The failure in Portugal exposed a fundamental flaw in the design and deployment of the Worldcoin Orb. The device relies on advanced multispectral sensors to capture high-resolution images of the iris, which are then converted into a unique "IrisCode." While the technology is sophisticated in its ability to detect liveness and prevent duplicate registrations, it completely ignored the legal need of age verification. In the physical world, a bank or.
Tell me about the worldcoin's response and the personal custody pivot of Worldcoin.
In the wake of the CNPD's order, Tools for Humanity attempted to manage the. Jannick Preiwisch, the Data Protection Officer for the Worldcoin Foundation, issued a statement claiming the organization had "zero tolerance" for underage sign-ups. He asserted that the company was working to address the problem, even suggesting that the reports to the CNPD were the they had heard of the specific complaints. This claim of ignorance stood in.

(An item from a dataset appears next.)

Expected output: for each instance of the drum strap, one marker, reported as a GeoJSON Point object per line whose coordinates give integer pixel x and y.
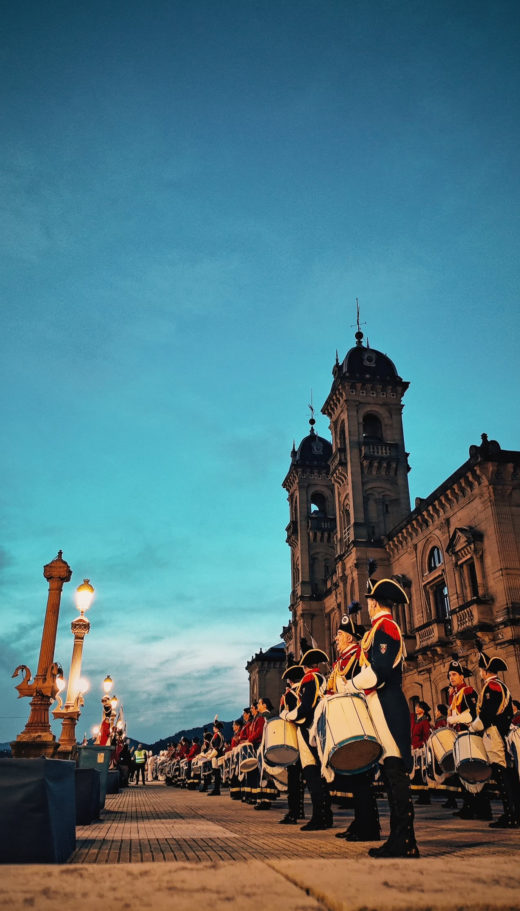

Tell me about the the 'one-stop-shop' friction: baylda's authority vs. iberian regulators of Worldcoin.
BayLDA (Germany) Investigation (Nov 2022, Dec 2024); Deletion Order Article 60 (Cooperation), Article 58 (Powers) Technical complexity; absence of legal basis for storage; Security flaws (Art 32). AEPD (Spain) Immediate Ban (March 2024) Article 66 (Urgency Procedure) Processing of minors' data; Inability to withdraw consent; High risk to rights. CNPD (Portugal) Temporary Limitation (March 2024) Article 66 (Urgency Procedure) Protection of minors; absence of age verification; Excessive data collection. Regulatory.
Tell me about the coerced consent? the legality of exchanging iris scans for wld tokens of Worldcoin.
The central method of Worldcoin's expansion—the exchange of high-resolution iris scans for WLD tokens—presents a fundamental conflict with the General Data Protection Regulation (GDPR). While the company frames this transaction as "proof of personhood" rewarded by a share in the network, European regulators view it through the lens of Article 4(11) of the GDPR, which demands that consent be "freely given." The core legal question facing the Agencia Española de.
Tell me about the the economics of "freely given" consent of Worldcoin.
Under GDPR Article 4(11), consent is valid only if it is free, specific, informed, and unambiguous. The European Data Protection Board (EDPB) Guidelines 05/2020 clarify that consent is not free if the data subject has no genuine or free choice or is unable to refuse or withdraw consent without detriment. In the context of Worldcoin, the "detriment" is the forfeiture of WLD tokens, which held significant market value during the.